Overlooking Malta’s historic Marsamxett harbour, within the remains of San Salvatore Bastion (whose ramparts date back to the Order of Saint John), one of Malta’s most ambitious and exciting projects is slowly taking shape, breathing new life into a spectacular, if somewhat dilapidated, historic jewel.
MICAS (Malta International Contemporary Art Space) is a 7,000m² arts venue that will cement the island’s status as a key player on the international stage. Officially launched last year with the help of the Arts Council Malta, MICAS is a flagship of the country’s resurgent arts programme. Once it opens in 2022, it will not only offer an attractive platform for the biggest names in contemporary art to exhibit their work, but an education facility, ensuring the legacy of Malta’s future creative industry.
Located in Floriana, a fortified town in the southeastern region of Malta that neighbours the capital Valetta, MICAS is a shining case study for the sustainable regeneration of an under-utilised historical site. Its design emphasises high connectivity and flexible spaces, with terraces that echo the historical levels of the Floriana Lines – the original fortifications that were first built in the 17th century and withstood attack from French, British and Ottoman forces. Overseen by the Restoration Directorate, a government-backed team of multi-disciplinary experts, the space will unite the constituent elements of this vast site, enabling Maltese residents to re-connect with the remains of their heritage in a way they were previously unable to (the site was off-limits for the last 60 years).
Encompassing the San Salvatore Bastions, which comprises the Ospizio – originally built as a refuge for stray and illegitimate girls before becoming police headquarters, and the Sa Maison gardens, former home to British army regiments, the balance of inner and outer, lower and upper, man-made and natural holds the key to the site’s enormous potential. Connecting the two sections is the Arco Barbara, a skewed arch named after its Maltese architect Giovanni Barbara (principal architect of the Order), and an astonishing feat in engineering that had to be partially excavated to reveal the full genius of its helix design. The arch will be converted into a main atrium, providing views over the Sa Maison marina and gardens on one side and the upper bastion levels to the other.

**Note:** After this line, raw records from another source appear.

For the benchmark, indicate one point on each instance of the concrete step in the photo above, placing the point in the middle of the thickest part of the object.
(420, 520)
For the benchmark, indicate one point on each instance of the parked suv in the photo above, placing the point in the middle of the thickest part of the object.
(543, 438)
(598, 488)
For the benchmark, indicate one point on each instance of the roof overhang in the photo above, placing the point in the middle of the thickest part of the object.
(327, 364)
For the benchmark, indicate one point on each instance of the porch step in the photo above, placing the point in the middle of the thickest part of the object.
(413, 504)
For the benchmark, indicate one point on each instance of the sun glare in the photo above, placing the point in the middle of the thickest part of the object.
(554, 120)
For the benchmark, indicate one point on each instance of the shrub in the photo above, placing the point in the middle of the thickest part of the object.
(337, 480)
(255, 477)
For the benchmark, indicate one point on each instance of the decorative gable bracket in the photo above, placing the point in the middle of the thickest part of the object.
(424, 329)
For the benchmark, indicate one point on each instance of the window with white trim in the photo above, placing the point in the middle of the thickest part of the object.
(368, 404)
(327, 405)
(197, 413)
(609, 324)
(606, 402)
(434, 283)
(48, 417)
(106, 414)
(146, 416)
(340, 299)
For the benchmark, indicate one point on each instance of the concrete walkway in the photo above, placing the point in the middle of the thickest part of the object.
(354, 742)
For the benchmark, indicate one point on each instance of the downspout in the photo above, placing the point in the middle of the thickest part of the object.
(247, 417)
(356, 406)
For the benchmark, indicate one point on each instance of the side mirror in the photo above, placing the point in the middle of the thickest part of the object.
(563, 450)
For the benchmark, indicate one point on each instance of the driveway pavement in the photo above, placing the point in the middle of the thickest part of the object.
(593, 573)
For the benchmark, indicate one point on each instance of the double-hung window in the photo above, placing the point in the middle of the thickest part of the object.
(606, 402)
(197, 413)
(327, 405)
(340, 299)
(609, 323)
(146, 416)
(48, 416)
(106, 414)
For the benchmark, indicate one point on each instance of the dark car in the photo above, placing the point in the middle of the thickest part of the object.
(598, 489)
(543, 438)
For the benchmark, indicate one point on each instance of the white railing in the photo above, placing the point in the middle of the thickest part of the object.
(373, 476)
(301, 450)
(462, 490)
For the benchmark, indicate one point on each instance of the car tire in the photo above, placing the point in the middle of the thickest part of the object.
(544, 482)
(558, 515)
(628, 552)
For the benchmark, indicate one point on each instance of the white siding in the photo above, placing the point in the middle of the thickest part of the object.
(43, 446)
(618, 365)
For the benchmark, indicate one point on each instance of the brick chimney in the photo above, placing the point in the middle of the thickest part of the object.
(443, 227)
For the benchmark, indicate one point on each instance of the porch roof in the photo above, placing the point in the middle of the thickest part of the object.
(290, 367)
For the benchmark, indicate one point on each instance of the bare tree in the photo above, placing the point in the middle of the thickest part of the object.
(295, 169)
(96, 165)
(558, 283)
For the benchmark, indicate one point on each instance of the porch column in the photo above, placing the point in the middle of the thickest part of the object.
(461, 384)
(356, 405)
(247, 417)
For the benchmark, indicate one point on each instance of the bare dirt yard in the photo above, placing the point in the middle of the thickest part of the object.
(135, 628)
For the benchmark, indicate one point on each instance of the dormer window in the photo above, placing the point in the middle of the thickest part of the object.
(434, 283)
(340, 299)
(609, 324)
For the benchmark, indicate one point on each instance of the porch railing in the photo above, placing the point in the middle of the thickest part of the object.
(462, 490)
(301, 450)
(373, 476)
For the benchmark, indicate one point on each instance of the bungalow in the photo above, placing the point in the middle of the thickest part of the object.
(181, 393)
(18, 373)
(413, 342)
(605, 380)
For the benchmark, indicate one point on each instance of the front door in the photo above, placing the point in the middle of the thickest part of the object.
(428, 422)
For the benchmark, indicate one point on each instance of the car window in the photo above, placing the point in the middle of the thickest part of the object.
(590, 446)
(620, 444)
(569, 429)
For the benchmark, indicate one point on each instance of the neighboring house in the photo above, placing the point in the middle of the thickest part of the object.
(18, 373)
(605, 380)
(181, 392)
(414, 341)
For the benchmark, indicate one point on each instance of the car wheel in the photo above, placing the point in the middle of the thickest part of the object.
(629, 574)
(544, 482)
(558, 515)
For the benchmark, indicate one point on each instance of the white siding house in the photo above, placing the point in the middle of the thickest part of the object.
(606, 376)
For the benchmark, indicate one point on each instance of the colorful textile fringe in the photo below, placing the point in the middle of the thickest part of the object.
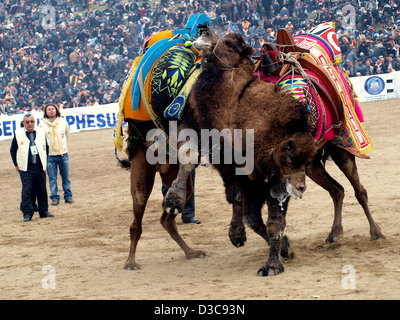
(325, 51)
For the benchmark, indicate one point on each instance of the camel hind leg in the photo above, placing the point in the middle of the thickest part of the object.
(142, 181)
(318, 174)
(347, 164)
(167, 219)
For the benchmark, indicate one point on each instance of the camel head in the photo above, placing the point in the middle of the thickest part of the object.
(229, 51)
(292, 156)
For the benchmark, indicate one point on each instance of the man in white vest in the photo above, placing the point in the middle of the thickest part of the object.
(57, 131)
(29, 155)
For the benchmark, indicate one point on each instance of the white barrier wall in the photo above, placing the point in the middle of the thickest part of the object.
(377, 87)
(79, 119)
(368, 88)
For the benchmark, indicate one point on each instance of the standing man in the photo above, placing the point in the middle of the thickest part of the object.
(57, 131)
(29, 155)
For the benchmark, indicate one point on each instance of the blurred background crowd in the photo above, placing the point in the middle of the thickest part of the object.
(77, 53)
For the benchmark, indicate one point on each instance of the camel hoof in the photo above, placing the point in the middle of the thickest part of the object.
(285, 248)
(333, 237)
(237, 235)
(377, 237)
(196, 254)
(131, 266)
(271, 269)
(173, 206)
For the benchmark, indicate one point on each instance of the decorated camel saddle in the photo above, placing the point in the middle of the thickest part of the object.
(309, 67)
(159, 82)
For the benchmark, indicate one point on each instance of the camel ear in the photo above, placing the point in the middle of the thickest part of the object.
(249, 51)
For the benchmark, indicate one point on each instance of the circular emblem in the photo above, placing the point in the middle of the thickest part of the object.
(374, 85)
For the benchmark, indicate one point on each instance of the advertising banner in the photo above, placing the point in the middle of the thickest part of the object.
(79, 119)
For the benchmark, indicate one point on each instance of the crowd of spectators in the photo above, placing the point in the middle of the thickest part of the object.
(77, 53)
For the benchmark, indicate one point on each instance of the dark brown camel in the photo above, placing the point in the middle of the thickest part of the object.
(227, 96)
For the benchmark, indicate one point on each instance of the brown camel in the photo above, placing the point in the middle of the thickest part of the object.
(287, 154)
(229, 98)
(316, 171)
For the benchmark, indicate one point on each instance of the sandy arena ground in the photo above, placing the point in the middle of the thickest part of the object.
(86, 244)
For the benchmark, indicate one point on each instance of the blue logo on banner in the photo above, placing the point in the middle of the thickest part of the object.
(374, 85)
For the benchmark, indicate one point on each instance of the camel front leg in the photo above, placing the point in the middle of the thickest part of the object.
(168, 222)
(276, 223)
(176, 197)
(142, 181)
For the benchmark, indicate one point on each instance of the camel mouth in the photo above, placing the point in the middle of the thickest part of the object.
(202, 44)
(294, 192)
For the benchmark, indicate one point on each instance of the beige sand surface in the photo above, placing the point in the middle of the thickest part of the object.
(87, 243)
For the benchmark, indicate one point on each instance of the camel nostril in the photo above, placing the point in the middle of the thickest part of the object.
(301, 187)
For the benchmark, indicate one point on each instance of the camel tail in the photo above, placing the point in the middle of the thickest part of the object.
(124, 163)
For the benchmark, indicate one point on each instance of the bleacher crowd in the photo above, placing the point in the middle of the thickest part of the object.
(84, 58)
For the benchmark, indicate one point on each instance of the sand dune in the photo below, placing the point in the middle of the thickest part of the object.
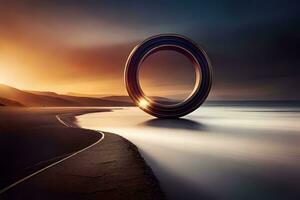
(40, 98)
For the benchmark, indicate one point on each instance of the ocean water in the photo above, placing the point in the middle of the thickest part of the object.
(216, 152)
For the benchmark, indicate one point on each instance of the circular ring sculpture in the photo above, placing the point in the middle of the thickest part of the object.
(179, 44)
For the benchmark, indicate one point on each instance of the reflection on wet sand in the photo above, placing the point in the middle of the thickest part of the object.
(216, 152)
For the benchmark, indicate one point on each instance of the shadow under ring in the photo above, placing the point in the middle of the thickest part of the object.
(179, 44)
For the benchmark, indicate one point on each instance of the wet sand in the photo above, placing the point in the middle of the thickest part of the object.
(32, 138)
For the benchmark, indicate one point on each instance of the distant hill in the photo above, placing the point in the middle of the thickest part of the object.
(40, 98)
(117, 98)
(8, 102)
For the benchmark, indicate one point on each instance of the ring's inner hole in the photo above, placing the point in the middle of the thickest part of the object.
(167, 77)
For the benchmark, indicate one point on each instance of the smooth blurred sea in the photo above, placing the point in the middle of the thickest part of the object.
(232, 150)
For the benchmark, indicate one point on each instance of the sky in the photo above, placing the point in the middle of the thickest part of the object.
(82, 46)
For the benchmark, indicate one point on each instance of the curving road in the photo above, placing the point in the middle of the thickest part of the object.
(217, 152)
(55, 163)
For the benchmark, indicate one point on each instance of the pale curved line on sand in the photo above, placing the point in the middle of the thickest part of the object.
(55, 163)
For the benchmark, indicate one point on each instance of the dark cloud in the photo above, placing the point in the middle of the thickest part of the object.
(253, 45)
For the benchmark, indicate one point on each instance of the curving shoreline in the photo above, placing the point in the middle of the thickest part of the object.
(111, 169)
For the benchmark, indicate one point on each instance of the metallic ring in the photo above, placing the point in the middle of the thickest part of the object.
(179, 44)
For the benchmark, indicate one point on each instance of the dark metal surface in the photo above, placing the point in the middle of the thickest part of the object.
(184, 46)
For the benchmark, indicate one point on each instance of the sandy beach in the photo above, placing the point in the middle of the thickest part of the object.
(33, 138)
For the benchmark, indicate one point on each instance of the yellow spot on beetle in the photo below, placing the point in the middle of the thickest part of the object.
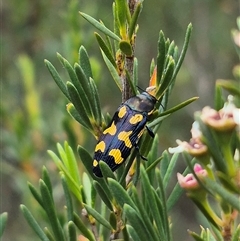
(95, 163)
(136, 119)
(111, 130)
(117, 155)
(122, 112)
(100, 146)
(124, 136)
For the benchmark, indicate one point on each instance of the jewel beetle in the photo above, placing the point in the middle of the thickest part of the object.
(124, 131)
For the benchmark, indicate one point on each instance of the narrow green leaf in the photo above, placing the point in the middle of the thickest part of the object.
(119, 193)
(121, 10)
(106, 170)
(236, 234)
(50, 211)
(167, 78)
(96, 103)
(49, 234)
(57, 78)
(113, 71)
(160, 56)
(71, 73)
(79, 104)
(84, 89)
(218, 98)
(100, 26)
(136, 222)
(33, 223)
(3, 221)
(162, 206)
(74, 187)
(125, 47)
(210, 140)
(83, 228)
(105, 49)
(75, 115)
(67, 198)
(84, 62)
(145, 216)
(195, 236)
(71, 164)
(86, 159)
(184, 50)
(103, 195)
(135, 72)
(149, 193)
(87, 188)
(46, 179)
(133, 22)
(98, 217)
(170, 169)
(35, 194)
(174, 196)
(132, 232)
(72, 231)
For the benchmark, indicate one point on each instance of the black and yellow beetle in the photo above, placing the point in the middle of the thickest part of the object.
(124, 131)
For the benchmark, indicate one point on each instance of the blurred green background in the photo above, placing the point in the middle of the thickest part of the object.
(33, 113)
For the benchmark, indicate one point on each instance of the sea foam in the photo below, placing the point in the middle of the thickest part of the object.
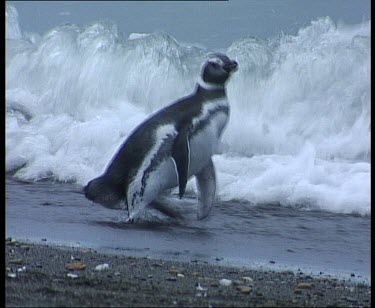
(299, 130)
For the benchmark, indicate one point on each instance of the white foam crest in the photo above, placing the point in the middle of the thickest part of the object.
(314, 86)
(13, 29)
(300, 104)
(302, 181)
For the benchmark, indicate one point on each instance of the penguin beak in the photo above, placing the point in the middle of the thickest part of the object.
(231, 67)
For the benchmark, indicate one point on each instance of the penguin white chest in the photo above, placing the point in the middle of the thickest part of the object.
(206, 133)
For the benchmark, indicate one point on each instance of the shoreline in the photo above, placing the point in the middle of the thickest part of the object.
(48, 275)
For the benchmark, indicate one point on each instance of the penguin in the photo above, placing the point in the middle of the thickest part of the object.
(171, 146)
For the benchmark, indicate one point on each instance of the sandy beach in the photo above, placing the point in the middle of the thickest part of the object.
(46, 275)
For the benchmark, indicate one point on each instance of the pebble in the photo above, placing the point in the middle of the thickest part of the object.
(351, 299)
(200, 288)
(72, 275)
(173, 270)
(304, 285)
(21, 269)
(102, 267)
(75, 266)
(247, 279)
(225, 282)
(244, 289)
(16, 261)
(171, 278)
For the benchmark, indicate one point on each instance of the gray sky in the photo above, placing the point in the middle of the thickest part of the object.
(210, 23)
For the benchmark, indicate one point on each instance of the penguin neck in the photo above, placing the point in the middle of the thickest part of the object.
(209, 86)
(217, 93)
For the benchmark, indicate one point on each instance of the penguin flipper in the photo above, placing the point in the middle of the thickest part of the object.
(181, 157)
(206, 184)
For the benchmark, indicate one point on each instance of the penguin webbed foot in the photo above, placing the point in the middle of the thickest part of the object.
(129, 220)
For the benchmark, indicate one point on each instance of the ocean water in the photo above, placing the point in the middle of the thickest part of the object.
(298, 139)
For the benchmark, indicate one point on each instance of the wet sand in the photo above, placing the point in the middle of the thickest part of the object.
(46, 275)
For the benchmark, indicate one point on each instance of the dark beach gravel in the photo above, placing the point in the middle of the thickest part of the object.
(46, 275)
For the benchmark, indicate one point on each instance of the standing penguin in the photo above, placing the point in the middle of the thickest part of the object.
(169, 147)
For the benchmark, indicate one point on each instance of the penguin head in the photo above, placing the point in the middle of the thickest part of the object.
(217, 70)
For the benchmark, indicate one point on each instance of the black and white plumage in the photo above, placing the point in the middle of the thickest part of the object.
(171, 146)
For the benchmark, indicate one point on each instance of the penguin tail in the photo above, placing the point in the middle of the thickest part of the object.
(101, 190)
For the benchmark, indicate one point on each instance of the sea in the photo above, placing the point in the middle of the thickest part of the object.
(293, 172)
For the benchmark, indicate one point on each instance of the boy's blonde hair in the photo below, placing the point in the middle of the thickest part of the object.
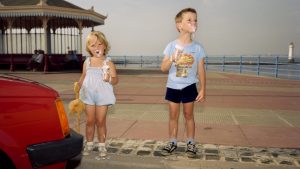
(101, 37)
(178, 17)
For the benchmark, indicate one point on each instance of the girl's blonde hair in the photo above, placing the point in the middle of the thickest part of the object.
(101, 37)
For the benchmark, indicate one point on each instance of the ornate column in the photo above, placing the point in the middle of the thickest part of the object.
(80, 28)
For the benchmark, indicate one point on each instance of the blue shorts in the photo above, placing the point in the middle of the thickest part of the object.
(185, 95)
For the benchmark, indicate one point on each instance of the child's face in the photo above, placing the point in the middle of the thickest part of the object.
(188, 23)
(96, 47)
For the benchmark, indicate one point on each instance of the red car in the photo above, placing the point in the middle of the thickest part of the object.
(34, 129)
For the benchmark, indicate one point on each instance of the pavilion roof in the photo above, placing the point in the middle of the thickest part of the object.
(54, 9)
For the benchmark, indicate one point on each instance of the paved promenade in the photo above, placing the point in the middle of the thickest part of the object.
(245, 118)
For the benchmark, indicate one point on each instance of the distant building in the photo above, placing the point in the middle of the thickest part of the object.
(48, 25)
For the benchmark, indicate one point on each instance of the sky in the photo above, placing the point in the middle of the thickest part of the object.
(225, 27)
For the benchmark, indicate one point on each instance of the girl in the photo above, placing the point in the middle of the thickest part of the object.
(96, 90)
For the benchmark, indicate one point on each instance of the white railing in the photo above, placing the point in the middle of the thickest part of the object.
(275, 66)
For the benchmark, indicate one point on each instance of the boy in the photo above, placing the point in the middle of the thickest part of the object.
(184, 60)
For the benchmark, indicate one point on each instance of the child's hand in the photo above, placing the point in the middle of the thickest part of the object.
(106, 77)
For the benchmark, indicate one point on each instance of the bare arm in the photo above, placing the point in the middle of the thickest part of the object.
(202, 78)
(113, 73)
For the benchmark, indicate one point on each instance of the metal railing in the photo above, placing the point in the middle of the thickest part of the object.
(274, 66)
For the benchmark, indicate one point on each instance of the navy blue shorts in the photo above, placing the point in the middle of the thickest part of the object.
(185, 95)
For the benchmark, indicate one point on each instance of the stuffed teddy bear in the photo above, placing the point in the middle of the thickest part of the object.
(76, 106)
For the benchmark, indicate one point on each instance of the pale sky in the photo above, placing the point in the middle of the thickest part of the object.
(225, 27)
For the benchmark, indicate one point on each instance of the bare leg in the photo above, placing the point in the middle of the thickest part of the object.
(101, 122)
(188, 111)
(174, 110)
(90, 122)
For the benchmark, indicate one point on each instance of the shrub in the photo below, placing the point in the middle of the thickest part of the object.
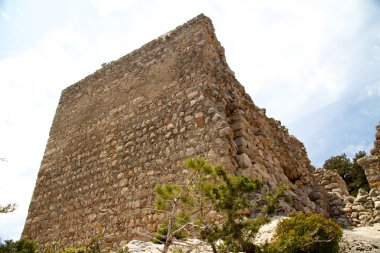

Across the arch, an expansive open space will be transformed into a sculpture garden, which will house permanent collections and new works.
Ruth Bianco, MICAS’ art director, has been closely involved in the project since it was conceived in 2012. For Bianco, there is a welcomed irony in re-purposing a site originally designed for conflict. “This extensive conversion from the earlier functions of these military defences that once served as an architectural ‘weapon’ to rebut, protect, and ward off intruders now takes on a revamped purpose, opening itself to the world to embrace diversity, creativity and unity through art.”
When it comes to its annual programme, Bianco envisages a dynamic and ever-changing space, one where “something is always happening”, that is capable of speaking to the diverse range of audiences MICAS is expected to attract. “It will host at least one major international exhibition a year along with other concurrent activities, keynote curators and guest speakers, fundraising events, educational and outreach initiatives,” says Bianco. “The immediate task is to form international networks and create the museum’s formal development and operational strategies.”
In addition, the space will act as talent incubator, ensuring both established and emerging artists are granted similar levels of exposure and support. “A diverse outreaching operational concept is envisaged that will include artist-in-residence programmes, a resourceful research perspective, learning programmes and visual dialogues, artist-led in-situ workshops and international exchanges” says Bianco.
In keeping with that philosophy, the Sa Maison gardens currently host the radiant, an exhibition of imposing stone monolithic sculptures by Swiss artist Ugo Rondinone, who dedicated the works to the children of Malta. This October will see MICAS stage work by French artist Pierre Huyghe in conjunction with the Serpentine Galleries London, to be curated by the Serpentine’s artistic director Hans-Ulrich Obrist, who will also lead discussion panels with key international speakers.